Sabe-se que muitas vezes o pedido da eutanásia vem do próprio paciente, normalmente portador de uma doença incurável. O que explica esse pedido é a existência de um quadro de dor física, neurológica, ou ainda um sofrimento, um quadro depressivo que impede que o paciente consiga enxergar algo de positivo ao seu redor. Pode ser até mesmo o esgotamento do projeto de vida, quando o indivíduo está convencido de sua inutilidade, acreditando que a morte seja a única saída.
Para os quadros de dor física existem tratamentos médicos possíveis. Para os outros sofrimentos, psicológico e de perda de sentido, problemas mais complexos porque são sintomáticos de toda uma história de vida, também existem tratamentos, não só os oferecidos pela Psicologia, mas todas as ações que visem amparar o doente e ajudá-lo a resgatar o sentido e o valor da vida, regatar o que vem a ser verdadeiramente “saúde”.
O Papa João Paulo II, poucas semanas antes de morrer, dirigiu a Pontifícia Academia Para a Vida uma mensagem onde lembra que quando falamos de saúde desejamos fazer referência a todas as dimensões da pessoa, na sua unidade harmônica e recíproca: a dimensão corpórea, psicológica, espiritual e moral.
Esta última dimensão, a moral, não pode ser descuidada, ainda segundo o Papa.
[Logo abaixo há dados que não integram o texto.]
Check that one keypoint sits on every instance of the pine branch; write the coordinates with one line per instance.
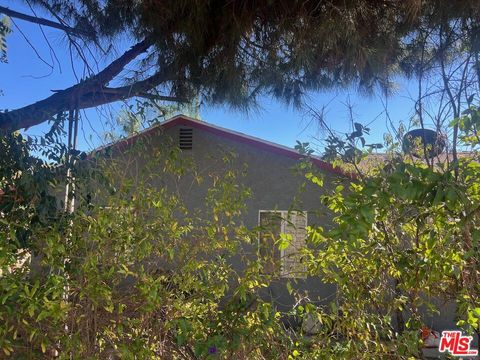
(90, 93)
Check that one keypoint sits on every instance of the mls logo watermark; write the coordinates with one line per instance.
(456, 344)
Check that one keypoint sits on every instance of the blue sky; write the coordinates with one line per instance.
(27, 78)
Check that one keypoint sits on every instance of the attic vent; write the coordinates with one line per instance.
(185, 138)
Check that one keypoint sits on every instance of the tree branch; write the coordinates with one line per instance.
(90, 93)
(45, 22)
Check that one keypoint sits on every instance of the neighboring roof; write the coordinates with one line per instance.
(258, 143)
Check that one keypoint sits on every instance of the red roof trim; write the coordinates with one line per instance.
(231, 135)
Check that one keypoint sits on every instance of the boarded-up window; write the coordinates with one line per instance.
(287, 262)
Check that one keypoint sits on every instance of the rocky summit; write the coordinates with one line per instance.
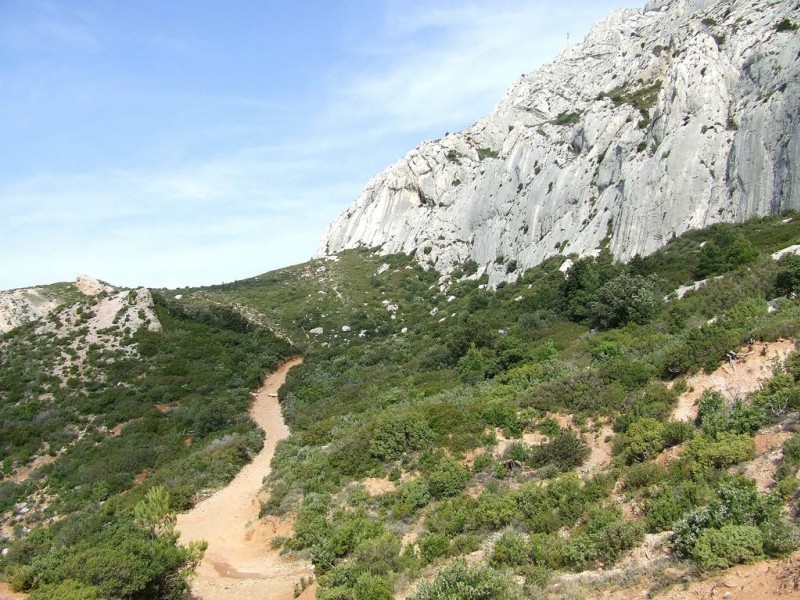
(667, 118)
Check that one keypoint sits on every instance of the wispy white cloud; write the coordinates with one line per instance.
(447, 62)
(240, 183)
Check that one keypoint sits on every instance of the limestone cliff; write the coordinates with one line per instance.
(671, 117)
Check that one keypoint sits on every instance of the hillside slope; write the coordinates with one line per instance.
(672, 117)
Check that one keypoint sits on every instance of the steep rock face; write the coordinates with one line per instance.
(132, 309)
(675, 116)
(18, 307)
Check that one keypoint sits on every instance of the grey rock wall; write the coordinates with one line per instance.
(672, 117)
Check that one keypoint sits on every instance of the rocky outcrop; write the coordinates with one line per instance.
(110, 308)
(18, 307)
(671, 117)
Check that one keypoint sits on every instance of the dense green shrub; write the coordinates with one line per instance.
(448, 478)
(727, 546)
(625, 299)
(460, 581)
(565, 451)
(399, 433)
(726, 450)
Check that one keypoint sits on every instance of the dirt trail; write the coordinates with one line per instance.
(239, 562)
(732, 380)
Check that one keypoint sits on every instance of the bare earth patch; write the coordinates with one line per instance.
(732, 380)
(7, 594)
(761, 581)
(239, 562)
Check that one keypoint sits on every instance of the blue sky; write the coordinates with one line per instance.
(195, 142)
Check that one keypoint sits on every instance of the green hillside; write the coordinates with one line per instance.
(431, 421)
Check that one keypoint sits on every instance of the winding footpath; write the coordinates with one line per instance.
(239, 562)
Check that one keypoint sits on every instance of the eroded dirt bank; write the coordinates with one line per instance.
(239, 562)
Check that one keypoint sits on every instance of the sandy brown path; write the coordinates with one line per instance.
(239, 562)
(732, 380)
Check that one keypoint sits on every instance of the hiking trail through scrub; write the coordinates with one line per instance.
(239, 562)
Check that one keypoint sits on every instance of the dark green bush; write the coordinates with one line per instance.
(566, 451)
(460, 581)
(728, 546)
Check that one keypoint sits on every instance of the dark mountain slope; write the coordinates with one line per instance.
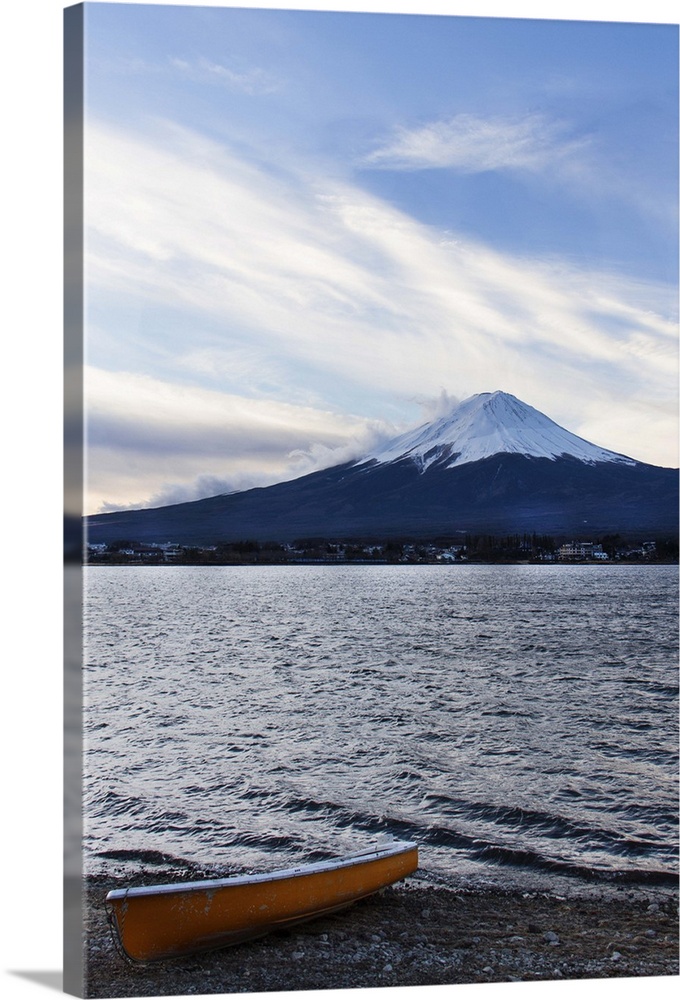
(505, 493)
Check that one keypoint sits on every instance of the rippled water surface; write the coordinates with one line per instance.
(516, 721)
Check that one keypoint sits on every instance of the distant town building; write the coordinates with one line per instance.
(581, 550)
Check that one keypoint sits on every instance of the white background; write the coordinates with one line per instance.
(31, 818)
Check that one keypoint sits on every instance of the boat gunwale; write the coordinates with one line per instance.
(211, 885)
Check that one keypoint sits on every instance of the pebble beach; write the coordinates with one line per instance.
(414, 934)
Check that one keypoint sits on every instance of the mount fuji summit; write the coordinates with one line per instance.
(493, 464)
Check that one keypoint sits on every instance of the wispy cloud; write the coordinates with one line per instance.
(152, 442)
(322, 295)
(472, 144)
(251, 80)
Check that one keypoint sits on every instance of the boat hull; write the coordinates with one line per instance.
(158, 922)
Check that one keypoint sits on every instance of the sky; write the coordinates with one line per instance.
(309, 231)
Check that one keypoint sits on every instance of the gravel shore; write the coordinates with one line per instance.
(415, 934)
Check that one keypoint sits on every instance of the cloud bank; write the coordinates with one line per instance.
(473, 144)
(290, 295)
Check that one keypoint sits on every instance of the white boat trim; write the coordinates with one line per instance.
(372, 854)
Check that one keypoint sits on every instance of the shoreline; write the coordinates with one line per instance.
(415, 933)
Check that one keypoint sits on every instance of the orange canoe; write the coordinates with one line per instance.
(162, 921)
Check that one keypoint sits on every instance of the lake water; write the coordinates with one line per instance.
(519, 722)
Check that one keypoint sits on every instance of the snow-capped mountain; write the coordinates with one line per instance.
(493, 465)
(491, 423)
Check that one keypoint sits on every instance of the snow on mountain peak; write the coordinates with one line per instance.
(488, 424)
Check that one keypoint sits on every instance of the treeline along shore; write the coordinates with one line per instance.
(461, 549)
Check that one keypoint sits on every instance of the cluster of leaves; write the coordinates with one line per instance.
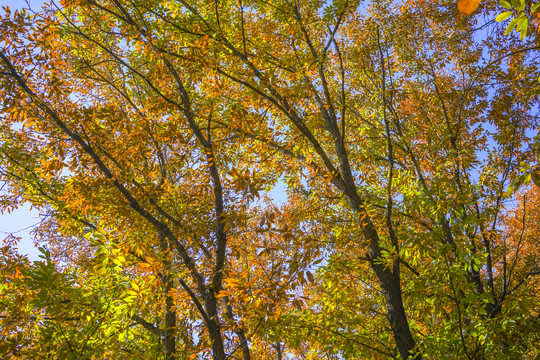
(520, 20)
(151, 133)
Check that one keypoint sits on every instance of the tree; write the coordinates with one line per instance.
(150, 132)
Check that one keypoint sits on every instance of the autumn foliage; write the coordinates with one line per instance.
(151, 134)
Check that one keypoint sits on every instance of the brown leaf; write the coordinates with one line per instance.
(468, 6)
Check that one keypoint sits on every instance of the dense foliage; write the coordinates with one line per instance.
(151, 133)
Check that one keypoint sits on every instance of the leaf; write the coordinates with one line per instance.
(535, 176)
(503, 16)
(524, 27)
(468, 6)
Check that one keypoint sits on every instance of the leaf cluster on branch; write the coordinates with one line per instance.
(150, 133)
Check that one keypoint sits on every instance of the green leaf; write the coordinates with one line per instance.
(510, 27)
(505, 15)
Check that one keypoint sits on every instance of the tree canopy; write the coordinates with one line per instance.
(150, 134)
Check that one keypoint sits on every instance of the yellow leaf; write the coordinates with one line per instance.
(468, 6)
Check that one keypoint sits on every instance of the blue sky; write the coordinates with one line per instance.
(21, 221)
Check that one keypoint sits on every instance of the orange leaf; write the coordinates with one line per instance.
(468, 6)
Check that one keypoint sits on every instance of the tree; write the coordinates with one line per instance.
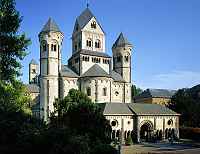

Cada pessoa tem uma responsabilidade a respeito da própria saúde e daquela de quem ainda não alcançou a maturidade ou já não tem a capacidade de administrar a sua própria saúde. A circunstância em que se encontra a pessoa doente não é um problema só dela ou de seus parentes próximos a quem caberia, então, “autonomamente” decidir pela vida ou pela morte. A circunstancia de sofrimento em que se encontra um de nossos irmãos é um desafio para todos. É um dever de caridade amparar o doente e seus familiares.
O que distingue cada criatura humana, a sua “qualidade essencial” é o fato de ter sido criado à imagem e semelhança do próprio Criador. A pessoa humana é constituída de uma unidade de corpo e de espírito e por esse motivo ela possui por essência uma dignidade superior às outras criaturas visíveis, vivas e não-vivas. Essa é a “qualidade” e “dignidade” do ser humano que existe em cada momento da vida, desde o primeiro instante da sua concepção – o exato momento da fecundação –, até à morte natural. E essa “qualidade” e “dignidade” realiza-se plenamente na dimensão da vida eterna.
Um outro aspecto importante para um correto entendimento da expressão ”qualidade de vida” é que a partir desse reconhecimento do direito à vida e da dignidade peculiar de cada pessoa, a sociedade deve promover, em colaboração com a família e com os outros organismos intermediários, como as Igrejas em suas ações pastorais, as condições concretas para desenvolver de maneira harmoniosa a personalidade de cada homem, em conformidade com as suas capacidades naturais. Devem existir condições sociais e ambientais adequadas, oferecidas a todos os homens, qualquer que seja o país em que vivam.
Uma implicação prática disso, quando se fala de eutanásia, é o dever dos órgãos estatais, responsáveis pelo financiamento e implantação das políticas de atenção a saúde, de oferecer os “cuidados paliativos”, que são os recursos técnicos (equipamentos e medicamentos) e humanos (equipe de saúde – médicos, enfermeiros, psicólogo, assistente social, etc.), para atendimentos hospitalares e/ou domiciliares, que garantam os cuidados devidos a uma pessoa doente de forma a ampará-la em todas as suas dimensões de saúde, incluindo a valorização da dimensão espiritual.

* Livre-Docente. Professor de bioética da USP, Membro Correspondente da Pontifícia Academia Para a Vida – Vaticano.